Central banks can play games to reduce interest rates even as risk and interest payment rise, but since central banks own only a fraction of the total outstanding debt, their ability to “corner the market” is nil.

Their gaming the system to enable further expansion of debt and speculation functions not by actually buying up the majority of the new debt, it functions as a signal: the Federal Reserve has our back, they will bail out / recapitalize any lender losses while suppressing interest rates below what the unfettered market would demand, and so the pyramiding of debt, speculation and “wealth” can continue, apparently indefinitely.

But signaling has intrinsic limits, for it doesn’t increase the income needed to service additional debt or guarantee speculations will pay off. These are the Achilles Heels of the central banking perpetual motion machine: for the vast majority of borrowers, both private and public, income doesn’t automatically increase as debt increases. Income is influenced by market factors (supply and demand), technologies, state interventions (subsidies, stimulus spending, etc.) and the expansion or contraction of debt, interest rates and speculative investments.

In the total-economy context, what matters are total factor productivity gains and the distribution of those gains to wage earners, enterprises, owners of assets and the state, which collects taxes from all three of the private-sector classes. This distribution changes with social, political and financial tides.

The past 50 years have seen productivity gains flow to capital (corporations and owners of assets) at the expense of wage-earners. This means households and small businesses must service debt from a shrinking share of the economy. As a result, borrowing more becomes increasingly risky for both borrower and lender.

As more of the output goes to corporations and owners of assets, their collateral, income and creditworthiness rise, meaning they can borrow more at lower rates of interest than wage earners and small enterprises. The more they can borrow, the more they can own and the more they can earn.

These are the core engines of extreme wealth and income inequality. The rich get richer because they have the means to borrow more income-generating assets at lower rates than wage earners. And unlike wages, this asset-generated income rises as assets increasing in value support additional borrowing as they serve as collateral.

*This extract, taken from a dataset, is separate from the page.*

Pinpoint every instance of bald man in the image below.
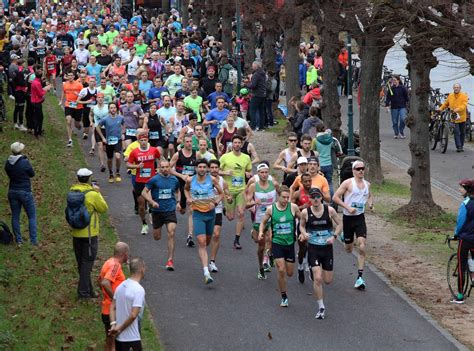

On the most fundamental level, if economic expansion no longer increases the income of household borrowers enough to service more debt, the entire structure of expanding debt, collateral and speculation is destabilized. Ultimately, assets generate income from either 1) issuing more debt, 2) investing more in risk assets or 3) consumer spending. All three are interconnected, i.e. tightly bound, as any decline in the expansion of debt, investing or spending eventually bleeds through to reduced ability to service more debt and the end of the expansion of debt.

Since debt is inherently risky–borrowers can default, i.e. stop paying interest and principal on the debt–then depending on expanding debt for economic expansion is also increasing risk, especially if household earnings are stagnating while debt and interest payments are increasing.